In an urban area the district meter typically meters water usage in 1,000 to 1,500 properties or premises. It tells exactly how much water is going into the district. If one knows the level of domestic and non-domestic consumption, one can calculate with a reasonable degree of accuracy the likely leakages from the public system. If one sends out crews with acoustic devices during the day - it is more efficient to do so at night time - they can find leaks in the public system and also evidence of high flows through a stop cock to a premises. One can follow up with a waste notice process, as I outlined to Deputy Paul Murphy, or one could apply an excess charge. Currently, where they show up on our meters, we write to the customers concerned.
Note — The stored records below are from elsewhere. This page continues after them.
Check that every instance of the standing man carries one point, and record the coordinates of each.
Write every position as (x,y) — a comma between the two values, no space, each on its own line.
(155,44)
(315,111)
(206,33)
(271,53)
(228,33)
The district meter facilitates the leakage programme. The idea that a substantial part of one's operating resources should be diverted to chase household leaks does not make sense if there are domestic meters. With ten to 12 readers, in any one quarter we can read 800,000 to 900,000 meters and find 50,000 to 60,000 leaks on premises. Nothing like that number could be found if we were using operational crews. We would be lucky to find a number in the hundreds. Crews would be diverted away from the very job we would wish them to do, which is to find leaks in the public system. The two are complementary. It is not a competition between district and domestic metering.

District metering is an imperative for us. Ireland has already invested a lot of money in it. The greater Dublin area was metered in the 1990s. I do not know the exact amount of money that was invested, but it was in the tens of millions of euro. About €130 million was invested in district meters across the country between 2000 and 2010. We now have a substantial infrastructure of district meters, more in fact, per premises, than in Scotland. Irish Water has been bringing them up to scratch because about 50% were not working. A lot of the valves had been breached and we installed a lot of pressure valves. In the past two years we have spent tens of millions of euro in revamping the infrastructure to make it ready and fit for use. We have also installed a pressure management system and this year will install a national leakage management system to collect all of the information. Our primary focus is on identifying leakages in the public system. I am comparing that with what can be done if there are also 900,000 domestic meters which also help to find a lot of leakages.